But acceptance is difficult for me. It comes at a price. It means giving up the childhood dream of everybody liking and loving me. Everybody doing what I want them to do for me. I know now that is a fantasy. It just won’t work.
And yet that is part of the appeal of Los Angeles. It is a total fantasy world out here.
I also came to LA with hopes of meeting a woman. Not any old woman but a special woman. I’ve been lonely for too long now. My therapist said that meeting the right woman would make all the difference in the world for me.
In a few weeks I’ll be attending a screening of a well-known actor’s new movie. So, with my penchant for connecting with famous and gorgeous people (as shallow as that sounds), maybe, oh just maybe, I will meet somebody there.
But, alas, I have a conflict with that as well. There really is a part of me that wants to live in the real world so if I did meet that “someone special” at this screening, I don’t think I would be grounded and that worries me.
I have a fantasy of hooking up with an actress before I leave to go home to Philadelphia the next day. Hopefully, I would form an attachment to her and then have a reason to come back here to live on a semi-permanent basis.
At the same time, the realities of life are that my mom lives back east and she hasn’t been well. She has developed Parkinson’s and has trouble walking on her own. I feel obligated to take care of her. And while I feel I have a right to my own life, my mother is very dependent on me now, though I don’t think she quite sees it in the same way. My wish is that she would get a caregiver (no matter how insensitive that sounds). I would still like a relationship with my mother but one where I feel on a more equal footing with her and not as her servant or “nurse.”
My mother and I need to be less co-dependent on each other if the relationship is to survive.

Bud Clayman and his mom, Lila, in the documentary OC87.

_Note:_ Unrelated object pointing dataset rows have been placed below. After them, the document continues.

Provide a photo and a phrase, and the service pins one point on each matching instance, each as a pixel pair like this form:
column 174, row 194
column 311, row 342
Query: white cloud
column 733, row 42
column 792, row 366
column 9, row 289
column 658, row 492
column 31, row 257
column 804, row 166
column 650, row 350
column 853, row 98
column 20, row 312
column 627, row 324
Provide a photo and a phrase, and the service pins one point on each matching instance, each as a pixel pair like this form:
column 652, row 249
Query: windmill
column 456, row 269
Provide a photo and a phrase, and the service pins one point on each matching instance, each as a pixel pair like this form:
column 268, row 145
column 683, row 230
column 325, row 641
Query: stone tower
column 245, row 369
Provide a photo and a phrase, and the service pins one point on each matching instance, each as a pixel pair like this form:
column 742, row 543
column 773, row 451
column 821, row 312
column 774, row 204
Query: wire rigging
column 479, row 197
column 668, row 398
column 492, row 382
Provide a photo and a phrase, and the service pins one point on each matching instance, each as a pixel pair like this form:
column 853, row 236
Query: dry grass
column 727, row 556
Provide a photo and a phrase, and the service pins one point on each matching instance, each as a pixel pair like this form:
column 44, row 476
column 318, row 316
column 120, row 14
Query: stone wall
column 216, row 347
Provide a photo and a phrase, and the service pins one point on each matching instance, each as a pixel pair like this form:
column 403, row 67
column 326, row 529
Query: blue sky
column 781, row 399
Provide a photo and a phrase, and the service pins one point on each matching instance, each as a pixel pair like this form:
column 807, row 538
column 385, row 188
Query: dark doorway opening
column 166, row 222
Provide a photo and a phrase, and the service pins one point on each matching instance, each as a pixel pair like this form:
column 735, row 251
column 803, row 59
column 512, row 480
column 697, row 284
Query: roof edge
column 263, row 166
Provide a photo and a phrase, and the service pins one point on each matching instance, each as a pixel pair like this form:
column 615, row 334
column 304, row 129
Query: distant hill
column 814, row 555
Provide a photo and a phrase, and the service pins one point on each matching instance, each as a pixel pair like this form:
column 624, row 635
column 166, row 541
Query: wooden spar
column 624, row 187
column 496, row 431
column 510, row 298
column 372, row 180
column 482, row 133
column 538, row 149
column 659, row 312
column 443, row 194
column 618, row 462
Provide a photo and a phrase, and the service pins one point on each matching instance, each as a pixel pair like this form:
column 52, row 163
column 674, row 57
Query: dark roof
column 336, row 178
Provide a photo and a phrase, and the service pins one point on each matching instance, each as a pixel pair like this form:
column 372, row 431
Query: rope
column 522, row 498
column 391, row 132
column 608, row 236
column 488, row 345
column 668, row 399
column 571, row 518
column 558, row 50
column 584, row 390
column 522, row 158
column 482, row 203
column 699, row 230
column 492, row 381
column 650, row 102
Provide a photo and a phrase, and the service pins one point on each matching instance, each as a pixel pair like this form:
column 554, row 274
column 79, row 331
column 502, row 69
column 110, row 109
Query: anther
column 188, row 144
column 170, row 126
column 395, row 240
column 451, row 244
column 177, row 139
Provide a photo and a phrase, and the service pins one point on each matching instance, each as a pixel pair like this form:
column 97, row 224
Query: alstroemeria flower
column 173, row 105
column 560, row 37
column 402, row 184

Well, anyway, as I write this I’ve been here six days and have pushed through on a lot of things: socials, a presentation, and that disastrous camping trip.
The conference is over with now and I’m all alone to fend for myself.

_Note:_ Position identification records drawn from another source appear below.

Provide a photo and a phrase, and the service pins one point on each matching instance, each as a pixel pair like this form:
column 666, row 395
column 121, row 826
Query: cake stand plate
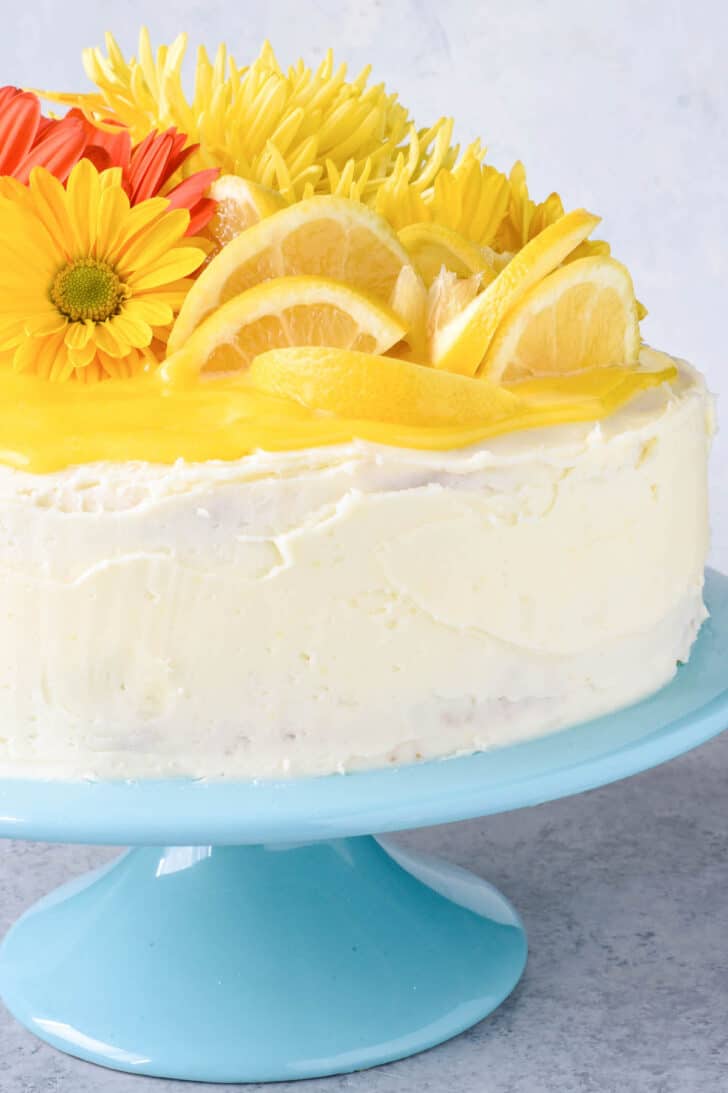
column 258, row 932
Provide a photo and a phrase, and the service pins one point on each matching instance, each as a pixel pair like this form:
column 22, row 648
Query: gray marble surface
column 624, row 893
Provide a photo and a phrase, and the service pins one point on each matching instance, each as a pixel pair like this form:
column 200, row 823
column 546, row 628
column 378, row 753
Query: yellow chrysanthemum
column 304, row 131
column 87, row 284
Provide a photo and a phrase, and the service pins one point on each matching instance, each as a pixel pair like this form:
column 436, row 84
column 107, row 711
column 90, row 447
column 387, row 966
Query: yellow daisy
column 89, row 285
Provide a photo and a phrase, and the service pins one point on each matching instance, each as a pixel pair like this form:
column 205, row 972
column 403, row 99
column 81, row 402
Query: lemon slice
column 364, row 387
column 583, row 315
column 326, row 236
column 432, row 247
column 241, row 203
column 461, row 344
column 292, row 310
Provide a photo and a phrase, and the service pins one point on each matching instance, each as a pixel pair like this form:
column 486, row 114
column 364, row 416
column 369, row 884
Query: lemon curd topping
column 46, row 426
column 87, row 290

But this is another real reason I came to Los Angeles. I think I came here to grow up finally or continue the process in another big time way. I’m a far different person than I was twenty-five years ago. I just wasn’t emotionally ready for the world. Now, as my therapist believes, this is the perfect storm. Had that actor not had his screening in the same year as the conference there’s no way I would have been out here.
And yet, almost every night of the week for the past year, I have been dreaming about my old home about forty minutes outside of LA in the San Fernando Valley in Mission Hills.

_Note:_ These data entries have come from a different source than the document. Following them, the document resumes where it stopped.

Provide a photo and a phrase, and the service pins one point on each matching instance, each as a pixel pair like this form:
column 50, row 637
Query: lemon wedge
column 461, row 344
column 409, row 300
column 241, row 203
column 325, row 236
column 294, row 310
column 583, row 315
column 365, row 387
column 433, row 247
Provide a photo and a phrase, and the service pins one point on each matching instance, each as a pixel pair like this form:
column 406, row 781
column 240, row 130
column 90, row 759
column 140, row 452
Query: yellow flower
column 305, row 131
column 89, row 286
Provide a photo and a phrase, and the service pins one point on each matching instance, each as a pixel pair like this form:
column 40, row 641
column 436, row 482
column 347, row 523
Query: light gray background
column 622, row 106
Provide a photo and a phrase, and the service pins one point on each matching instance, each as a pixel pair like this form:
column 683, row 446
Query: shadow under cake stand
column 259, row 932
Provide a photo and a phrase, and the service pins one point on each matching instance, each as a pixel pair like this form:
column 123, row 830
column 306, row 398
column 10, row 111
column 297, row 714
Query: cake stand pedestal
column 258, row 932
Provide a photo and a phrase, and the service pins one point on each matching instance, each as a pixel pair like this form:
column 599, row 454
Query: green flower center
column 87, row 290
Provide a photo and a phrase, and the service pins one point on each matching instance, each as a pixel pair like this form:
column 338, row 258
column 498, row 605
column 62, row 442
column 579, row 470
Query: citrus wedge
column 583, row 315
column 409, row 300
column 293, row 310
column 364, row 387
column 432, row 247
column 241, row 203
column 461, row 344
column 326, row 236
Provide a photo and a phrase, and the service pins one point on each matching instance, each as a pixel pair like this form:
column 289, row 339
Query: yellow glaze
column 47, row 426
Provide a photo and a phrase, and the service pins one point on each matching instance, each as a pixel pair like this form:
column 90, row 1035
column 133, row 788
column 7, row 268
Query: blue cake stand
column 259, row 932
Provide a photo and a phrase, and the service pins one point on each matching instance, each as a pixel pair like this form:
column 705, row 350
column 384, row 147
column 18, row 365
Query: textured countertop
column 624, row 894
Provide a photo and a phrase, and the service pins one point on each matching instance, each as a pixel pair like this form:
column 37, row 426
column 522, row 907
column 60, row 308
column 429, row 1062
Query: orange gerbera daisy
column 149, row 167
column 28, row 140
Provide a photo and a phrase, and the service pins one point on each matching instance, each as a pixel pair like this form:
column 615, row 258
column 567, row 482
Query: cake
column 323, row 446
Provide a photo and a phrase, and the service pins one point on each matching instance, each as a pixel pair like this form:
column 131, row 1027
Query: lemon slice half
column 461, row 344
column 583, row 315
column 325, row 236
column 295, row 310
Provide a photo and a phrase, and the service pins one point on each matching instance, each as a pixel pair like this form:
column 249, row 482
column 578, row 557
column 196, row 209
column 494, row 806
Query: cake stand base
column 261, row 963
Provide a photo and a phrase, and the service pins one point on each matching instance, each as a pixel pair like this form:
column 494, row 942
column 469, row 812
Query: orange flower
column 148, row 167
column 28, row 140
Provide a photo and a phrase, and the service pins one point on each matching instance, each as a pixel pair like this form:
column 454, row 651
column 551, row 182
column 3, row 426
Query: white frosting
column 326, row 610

Bud Clayman in LA in the documentary
And despite the fact that I have a big obsessive fear of getting into a car accident and becoming incapacitated, I plan to make that forty-minute drive from my hotel on the 405 freeway to my old home, in order to do another exposure exercise — to face my fears of obsession surrounding this potential accident.
No doubt I’m going to be very worried. And if I do get into that accident, then so be it. That was what the universe had to offer me at that moment — the perfect storm. In fact, maybe almost every episode in our lives is in some way the perfect storm.
Each event cascading into the next until we reach our final destination, whatever that may be. Do we have any control over what happens? Sometimes I think we are on a ship that is taking us on a journey without a captain. The ship goes wherever it wants, obviously into uncharted territories. Other times, I feel like I am the captain and that is enough for that particular time.
But what to do when we feel like we have no control over anything? Is it time to abandon the ship and jump to safety? Probably not. Because once we do that our lives have stopped. We have halted the vessel that is taking us to the Promised Land — a heaven on earth. We must ride out the waves and the rough patches and stop fighting with the sea of life because no matter what we do, it will take us where it wants. We must be prepared for the journey because we are on it, whether we like it or not.
The illusion of childhood is fun but it is just that — an illusion. I hope my mother understands that one day. Even if she is not on the ship with me, I’m going to be okay captaining it myself. That is what all parents should give their children — the ability to guide their ships through the perfect storm.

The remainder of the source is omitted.